Halfords has appointed Jess Jones as Director of Fleet Solutions, effective 1 April 2026, as it targets growth in fleet servicing through its national garage footprint. For the tyre trade, the appointment carries clear commercial weight: Fleet Solutions decisions shape how tyres are specified, sourced and fitted at scale, particularly where downtime and compliance are managed under a single contract.
Jones joins Halfords from Sixt UK, where she served as Sales Director. Before that, she held the role of Director of National Fleet Sales at ATS Euromaster, a background that will be well recognised across the tyre supply chain. ATS has long been a leading player in fleet tyre and servicing, maintenance and repair (SMR) delivery, so Jones brings direct experience of the operational demands that large fleet accounts place on national service networks.

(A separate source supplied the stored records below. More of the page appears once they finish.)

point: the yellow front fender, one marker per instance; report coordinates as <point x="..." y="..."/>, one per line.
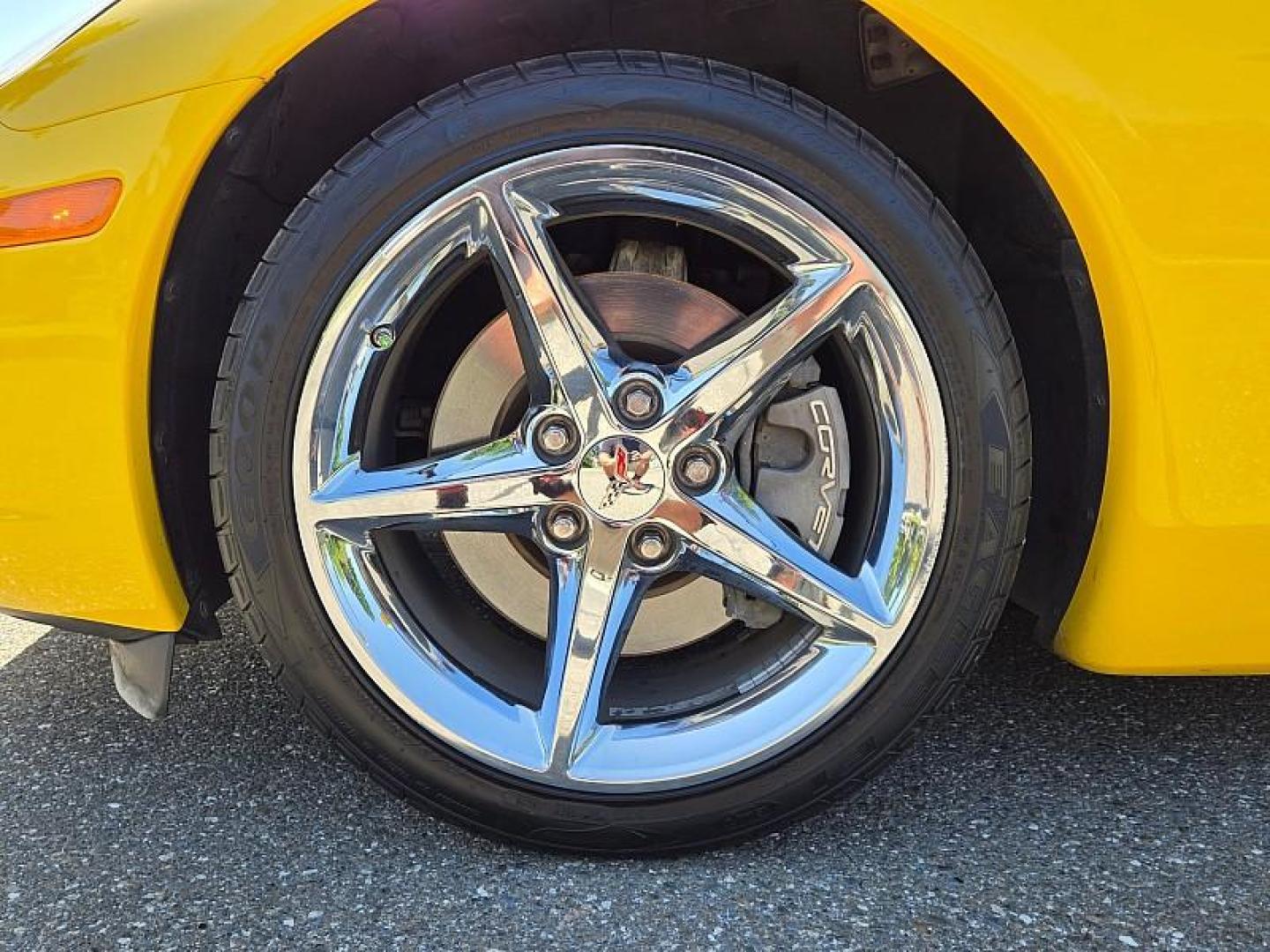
<point x="1160" y="169"/>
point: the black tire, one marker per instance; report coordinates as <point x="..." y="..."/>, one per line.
<point x="655" y="100"/>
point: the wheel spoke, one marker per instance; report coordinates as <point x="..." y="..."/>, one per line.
<point x="739" y="371"/>
<point x="562" y="344"/>
<point x="594" y="600"/>
<point x="739" y="544"/>
<point x="485" y="487"/>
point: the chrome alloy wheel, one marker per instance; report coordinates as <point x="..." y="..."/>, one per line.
<point x="649" y="496"/>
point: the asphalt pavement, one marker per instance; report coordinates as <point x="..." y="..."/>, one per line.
<point x="1050" y="807"/>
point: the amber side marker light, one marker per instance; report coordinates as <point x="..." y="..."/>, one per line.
<point x="57" y="213"/>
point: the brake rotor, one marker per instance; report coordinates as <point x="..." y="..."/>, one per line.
<point x="655" y="319"/>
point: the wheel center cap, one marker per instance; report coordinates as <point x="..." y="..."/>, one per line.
<point x="621" y="479"/>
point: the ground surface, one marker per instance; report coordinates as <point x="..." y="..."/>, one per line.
<point x="1050" y="805"/>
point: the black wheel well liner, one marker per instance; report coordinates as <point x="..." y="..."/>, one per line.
<point x="311" y="113"/>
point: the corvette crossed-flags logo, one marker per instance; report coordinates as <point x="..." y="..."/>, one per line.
<point x="625" y="470"/>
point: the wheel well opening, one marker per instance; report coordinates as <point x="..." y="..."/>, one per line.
<point x="312" y="112"/>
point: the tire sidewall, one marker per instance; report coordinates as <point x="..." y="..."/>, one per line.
<point x="822" y="158"/>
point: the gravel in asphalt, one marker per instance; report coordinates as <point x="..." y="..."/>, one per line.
<point x="1050" y="807"/>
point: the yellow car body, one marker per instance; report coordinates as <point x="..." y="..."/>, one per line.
<point x="1154" y="140"/>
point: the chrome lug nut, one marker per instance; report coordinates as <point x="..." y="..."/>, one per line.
<point x="651" y="545"/>
<point x="698" y="469"/>
<point x="564" y="524"/>
<point x="639" y="401"/>
<point x="557" y="437"/>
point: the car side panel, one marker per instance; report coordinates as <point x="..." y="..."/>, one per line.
<point x="80" y="532"/>
<point x="1156" y="143"/>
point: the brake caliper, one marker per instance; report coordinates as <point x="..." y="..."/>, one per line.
<point x="796" y="462"/>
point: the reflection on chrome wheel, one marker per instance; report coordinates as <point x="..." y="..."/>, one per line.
<point x="621" y="481"/>
<point x="620" y="473"/>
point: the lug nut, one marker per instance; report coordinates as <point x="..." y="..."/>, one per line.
<point x="557" y="437"/>
<point x="651" y="545"/>
<point x="698" y="469"/>
<point x="564" y="524"/>
<point x="639" y="401"/>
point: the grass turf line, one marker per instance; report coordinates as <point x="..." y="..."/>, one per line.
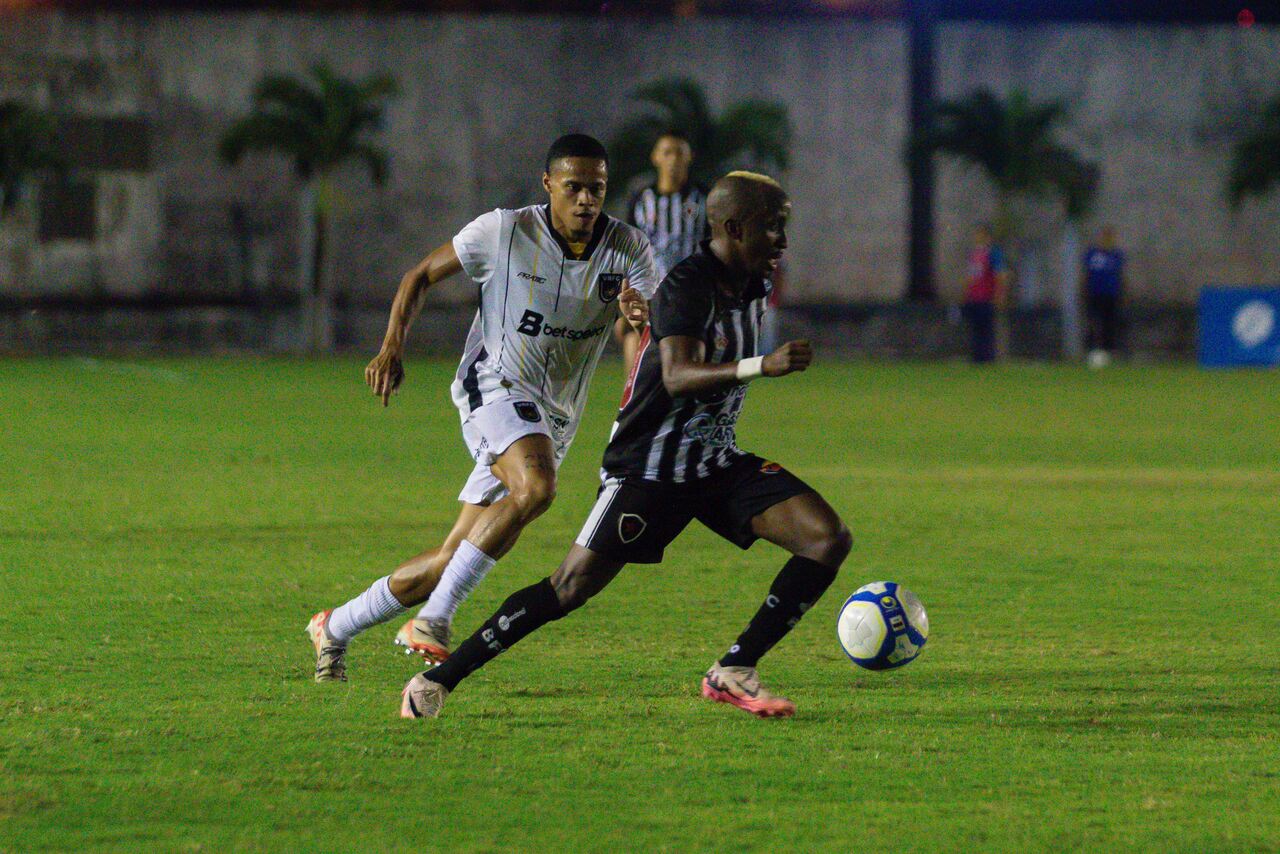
<point x="1097" y="552"/>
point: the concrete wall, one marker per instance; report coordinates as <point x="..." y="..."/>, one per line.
<point x="483" y="96"/>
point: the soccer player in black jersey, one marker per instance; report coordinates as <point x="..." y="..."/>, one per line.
<point x="673" y="459"/>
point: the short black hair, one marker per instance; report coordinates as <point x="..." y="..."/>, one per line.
<point x="576" y="145"/>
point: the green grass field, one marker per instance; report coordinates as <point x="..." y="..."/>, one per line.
<point x="1098" y="553"/>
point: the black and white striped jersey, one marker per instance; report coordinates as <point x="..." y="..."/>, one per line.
<point x="675" y="223"/>
<point x="688" y="438"/>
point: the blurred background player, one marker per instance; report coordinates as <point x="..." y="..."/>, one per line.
<point x="673" y="457"/>
<point x="1104" y="287"/>
<point x="983" y="293"/>
<point x="552" y="277"/>
<point x="672" y="214"/>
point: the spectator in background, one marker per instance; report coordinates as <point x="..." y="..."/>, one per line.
<point x="1104" y="286"/>
<point x="672" y="214"/>
<point x="983" y="293"/>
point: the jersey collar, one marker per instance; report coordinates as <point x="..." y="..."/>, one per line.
<point x="602" y="222"/>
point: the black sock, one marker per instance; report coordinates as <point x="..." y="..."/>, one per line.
<point x="520" y="615"/>
<point x="800" y="583"/>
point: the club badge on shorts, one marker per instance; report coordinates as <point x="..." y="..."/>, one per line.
<point x="528" y="411"/>
<point x="630" y="528"/>
<point x="608" y="286"/>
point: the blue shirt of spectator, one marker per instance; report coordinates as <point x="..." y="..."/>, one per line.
<point x="1104" y="272"/>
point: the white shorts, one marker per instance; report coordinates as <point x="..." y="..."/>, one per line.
<point x="493" y="428"/>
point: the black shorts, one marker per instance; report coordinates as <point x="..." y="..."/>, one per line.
<point x="634" y="520"/>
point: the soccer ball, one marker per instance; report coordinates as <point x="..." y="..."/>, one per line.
<point x="882" y="626"/>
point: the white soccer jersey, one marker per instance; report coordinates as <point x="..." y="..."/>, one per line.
<point x="544" y="316"/>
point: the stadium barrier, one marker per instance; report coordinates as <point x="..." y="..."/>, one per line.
<point x="874" y="330"/>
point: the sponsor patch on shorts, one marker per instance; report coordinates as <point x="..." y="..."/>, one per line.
<point x="630" y="528"/>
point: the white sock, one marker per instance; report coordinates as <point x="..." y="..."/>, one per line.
<point x="375" y="604"/>
<point x="461" y="576"/>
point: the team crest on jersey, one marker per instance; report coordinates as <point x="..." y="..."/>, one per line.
<point x="608" y="286"/>
<point x="528" y="411"/>
<point x="630" y="528"/>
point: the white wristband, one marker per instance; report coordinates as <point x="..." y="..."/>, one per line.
<point x="749" y="369"/>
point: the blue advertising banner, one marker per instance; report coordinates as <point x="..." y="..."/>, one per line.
<point x="1239" y="327"/>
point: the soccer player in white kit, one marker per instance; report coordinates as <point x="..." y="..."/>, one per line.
<point x="552" y="281"/>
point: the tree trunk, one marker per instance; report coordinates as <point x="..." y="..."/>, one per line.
<point x="306" y="264"/>
<point x="321" y="329"/>
<point x="316" y="327"/>
<point x="1073" y="339"/>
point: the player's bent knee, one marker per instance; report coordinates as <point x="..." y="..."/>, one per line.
<point x="534" y="497"/>
<point x="830" y="546"/>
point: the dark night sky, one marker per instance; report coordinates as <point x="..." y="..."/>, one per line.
<point x="1262" y="12"/>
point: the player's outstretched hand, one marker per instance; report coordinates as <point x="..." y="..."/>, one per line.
<point x="632" y="307"/>
<point x="791" y="356"/>
<point x="384" y="374"/>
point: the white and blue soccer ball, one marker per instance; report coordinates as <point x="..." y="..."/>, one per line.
<point x="882" y="625"/>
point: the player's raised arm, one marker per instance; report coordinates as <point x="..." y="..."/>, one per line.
<point x="634" y="307"/>
<point x="387" y="370"/>
<point x="685" y="370"/>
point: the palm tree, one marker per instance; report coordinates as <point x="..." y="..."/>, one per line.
<point x="26" y="150"/>
<point x="319" y="123"/>
<point x="1256" y="158"/>
<point x="1015" y="144"/>
<point x="754" y="133"/>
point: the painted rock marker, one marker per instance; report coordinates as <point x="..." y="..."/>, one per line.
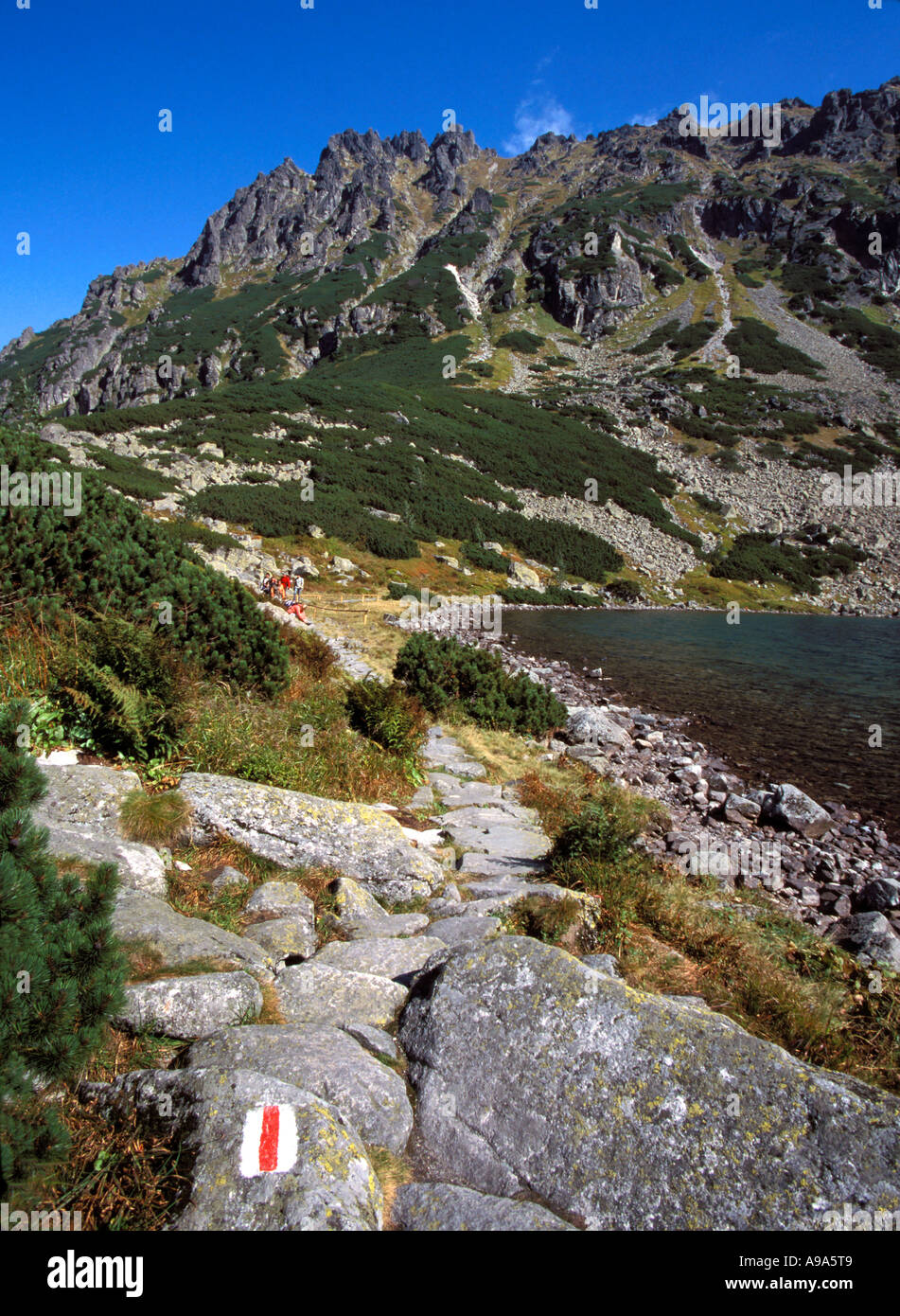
<point x="270" y="1140"/>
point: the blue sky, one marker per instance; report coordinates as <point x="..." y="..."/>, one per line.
<point x="90" y="176"/>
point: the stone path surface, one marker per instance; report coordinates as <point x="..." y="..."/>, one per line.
<point x="494" y="1065"/>
<point x="330" y="1063"/>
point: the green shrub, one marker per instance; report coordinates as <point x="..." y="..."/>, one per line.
<point x="387" y="715"/>
<point x="58" y="934"/>
<point x="761" y="557"/>
<point x="485" y="559"/>
<point x="110" y="559"/>
<point x="761" y="350"/>
<point x="627" y="591"/>
<point x="122" y="688"/>
<point x="444" y="674"/>
<point x="600" y="832"/>
<point x="520" y="340"/>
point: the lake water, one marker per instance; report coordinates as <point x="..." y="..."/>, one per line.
<point x="785" y="698"/>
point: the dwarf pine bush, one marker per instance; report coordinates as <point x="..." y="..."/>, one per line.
<point x="61" y="972"/>
<point x="444" y="672"/>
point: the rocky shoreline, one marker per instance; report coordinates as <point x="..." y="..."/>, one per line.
<point x="826" y="864"/>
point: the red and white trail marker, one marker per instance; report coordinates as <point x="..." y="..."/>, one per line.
<point x="270" y="1140"/>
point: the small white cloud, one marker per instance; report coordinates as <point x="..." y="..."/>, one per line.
<point x="536" y="116"/>
<point x="647" y="120"/>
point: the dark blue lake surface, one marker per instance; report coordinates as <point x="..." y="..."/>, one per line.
<point x="782" y="697"/>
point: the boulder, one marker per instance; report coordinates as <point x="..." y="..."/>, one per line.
<point x="189" y="1007"/>
<point x="319" y="994"/>
<point x="84" y="795"/>
<point x="80" y="813"/>
<point x="596" y="726"/>
<point x="229" y="880"/>
<point x="879" y="894"/>
<point x="740" y="809"/>
<point x="440" y="1207"/>
<point x="285" y="938"/>
<point x="789" y="807"/>
<point x="361" y="916"/>
<point x="386" y="957"/>
<point x="524" y="578"/>
<point x="870" y="937"/>
<point x="150" y="924"/>
<point x="464" y="928"/>
<point x="627" y="1110"/>
<point x="326" y="1182"/>
<point x="304" y="830"/>
<point x="326" y="1061"/>
<point x="140" y="866"/>
<point x="280" y="899"/>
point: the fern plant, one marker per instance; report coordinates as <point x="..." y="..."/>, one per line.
<point x="124" y="685"/>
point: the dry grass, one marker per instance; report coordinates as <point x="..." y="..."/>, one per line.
<point x="159" y="819"/>
<point x="115" y="1177"/>
<point x="741" y="954"/>
<point x="504" y="755"/>
<point x="191" y="893"/>
<point x="393" y="1173"/>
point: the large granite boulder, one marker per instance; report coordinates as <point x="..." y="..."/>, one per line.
<point x="596" y="726"/>
<point x="788" y="807"/>
<point x="445" y="1207"/>
<point x="317" y="994"/>
<point x="304" y="830"/>
<point x="321" y="1181"/>
<point x="80" y="813"/>
<point x="140" y="866"/>
<point x="83" y="795"/>
<point x="870" y="937"/>
<point x="149" y="924"/>
<point x="626" y="1110"/>
<point x="384" y="957"/>
<point x="321" y="1059"/>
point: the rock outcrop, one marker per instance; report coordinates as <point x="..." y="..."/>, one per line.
<point x="630" y="1111"/>
<point x="295" y="829"/>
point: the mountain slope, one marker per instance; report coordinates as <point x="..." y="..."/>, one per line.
<point x="697" y="324"/>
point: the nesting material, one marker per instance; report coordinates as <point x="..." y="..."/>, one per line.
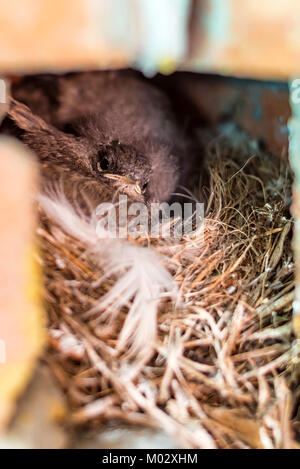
<point x="192" y="336"/>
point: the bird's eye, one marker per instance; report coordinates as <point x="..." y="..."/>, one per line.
<point x="104" y="164"/>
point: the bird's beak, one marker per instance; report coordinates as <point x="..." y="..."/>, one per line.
<point x="125" y="180"/>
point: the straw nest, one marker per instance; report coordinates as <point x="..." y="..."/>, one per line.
<point x="220" y="369"/>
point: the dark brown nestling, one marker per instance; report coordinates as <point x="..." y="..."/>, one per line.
<point x="111" y="125"/>
<point x="121" y="164"/>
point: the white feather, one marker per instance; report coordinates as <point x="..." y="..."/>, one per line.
<point x="141" y="277"/>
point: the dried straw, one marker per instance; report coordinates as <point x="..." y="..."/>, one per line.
<point x="223" y="364"/>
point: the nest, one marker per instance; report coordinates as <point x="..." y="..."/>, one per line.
<point x="220" y="365"/>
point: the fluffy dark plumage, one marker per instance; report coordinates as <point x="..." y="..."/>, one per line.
<point x="104" y="123"/>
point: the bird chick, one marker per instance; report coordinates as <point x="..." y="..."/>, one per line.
<point x="108" y="124"/>
<point x="128" y="170"/>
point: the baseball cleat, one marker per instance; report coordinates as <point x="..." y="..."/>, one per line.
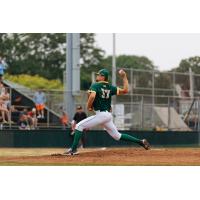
<point x="145" y="144"/>
<point x="70" y="152"/>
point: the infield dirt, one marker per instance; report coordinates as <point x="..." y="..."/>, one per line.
<point x="102" y="156"/>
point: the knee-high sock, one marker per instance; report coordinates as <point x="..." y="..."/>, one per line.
<point x="126" y="137"/>
<point x="77" y="137"/>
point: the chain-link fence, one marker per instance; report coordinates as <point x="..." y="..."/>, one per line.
<point x="167" y="100"/>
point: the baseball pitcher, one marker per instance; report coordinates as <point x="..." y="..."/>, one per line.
<point x="99" y="101"/>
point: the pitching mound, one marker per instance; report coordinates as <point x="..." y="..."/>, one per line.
<point x="104" y="156"/>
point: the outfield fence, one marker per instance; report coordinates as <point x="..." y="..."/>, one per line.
<point x="156" y="100"/>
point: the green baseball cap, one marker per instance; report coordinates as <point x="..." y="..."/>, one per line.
<point x="103" y="72"/>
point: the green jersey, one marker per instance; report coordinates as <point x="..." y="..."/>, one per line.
<point x="104" y="92"/>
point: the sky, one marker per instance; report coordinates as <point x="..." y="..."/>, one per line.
<point x="165" y="50"/>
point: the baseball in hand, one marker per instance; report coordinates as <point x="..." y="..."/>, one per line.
<point x="122" y="72"/>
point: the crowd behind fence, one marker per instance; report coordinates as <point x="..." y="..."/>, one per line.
<point x="156" y="100"/>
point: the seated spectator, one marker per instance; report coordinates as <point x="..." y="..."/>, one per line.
<point x="32" y="114"/>
<point x="6" y="105"/>
<point x="64" y="120"/>
<point x="40" y="100"/>
<point x="24" y="122"/>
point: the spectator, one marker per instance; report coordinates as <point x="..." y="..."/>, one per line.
<point x="3" y="66"/>
<point x="24" y="122"/>
<point x="40" y="100"/>
<point x="79" y="116"/>
<point x="6" y="105"/>
<point x="64" y="120"/>
<point x="32" y="115"/>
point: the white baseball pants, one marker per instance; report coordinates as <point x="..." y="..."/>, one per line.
<point x="101" y="118"/>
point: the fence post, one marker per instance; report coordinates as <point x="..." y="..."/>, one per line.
<point x="48" y="109"/>
<point x="10" y="112"/>
<point x="198" y="108"/>
<point x="169" y="117"/>
<point x="153" y="99"/>
<point x="142" y="113"/>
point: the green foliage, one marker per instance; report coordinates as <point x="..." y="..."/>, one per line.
<point x="35" y="82"/>
<point x="129" y="61"/>
<point x="192" y="62"/>
<point x="44" y="54"/>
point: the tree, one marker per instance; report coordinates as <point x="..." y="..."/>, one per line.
<point x="185" y="64"/>
<point x="44" y="54"/>
<point x="34" y="53"/>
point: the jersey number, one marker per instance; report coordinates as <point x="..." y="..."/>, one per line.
<point x="105" y="94"/>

Halfords is positioning Fleet Solutions as a growth engine that links fleets to its garage estate through bundled maintenance and mobility support. In practice, this draws tyres into a broader uptime proposition, where pricing, service level agreements and reporting sit alongside mechanical work rather than being treated as a separate purchase.
Adam Pay, Managing Director of Garages at Halfords, framed the appointment firmly around the pressures fleet customers are facing. He described fleet as "a significant growth opportunity for Halfords" and highlighted that the company's national scale and service capability place it in a strong position to support customers dealing with rising cost pressures and growing operational complexity.
Jones echoed that confidence, saying she is joining the business at "such an exciting point in its growth" and pointing to real potential in fleet by combining a well-known consumer brand with a national servicing network. She said she intends to develop a customer-focused fleet offering that builds on both strengths.
Leadership changes in fleet solutions matter when they shift how maintenance is packaged and procured. If Halfords leans harder into consolidated service contracts under Jones, tyre work could move in three meaningful directions.
The hire follows a run of Halfords investments aimed at strengthening its fleet capability on the ground. The company recently opened a commercial tyre depot at Avonmouth, expanding its response capacity for truck, van and car fleets operating in a major logistics corridor. It has also extended its Power360 mobile tyre fitting operation with 60 additional vans, citing fuel and emissions savings from reduced engine idling during tyre jobs as part of the business case.
Alongside network investment, there is growing emphasis across the industry on tyre inspection traceability and compliance technology. Activity such as TreadTracker's partnership with TyreSafe, announced ahead of the organisation's 20th anniversary briefing, reflects the direction of travel: fleets want verifiable records of tyre condition, not just fitment.
Taken together, the Avonmouth depot, the Power360 expansion and the Jones appointment suggest Halfords is building Fleet Solutions as a cohesive commercial offer rather than a loose collection of services. For tyre suppliers and independent service providers, the question is whether that proposition becomes a platform for partnership or a competitor for contracts they currently hold.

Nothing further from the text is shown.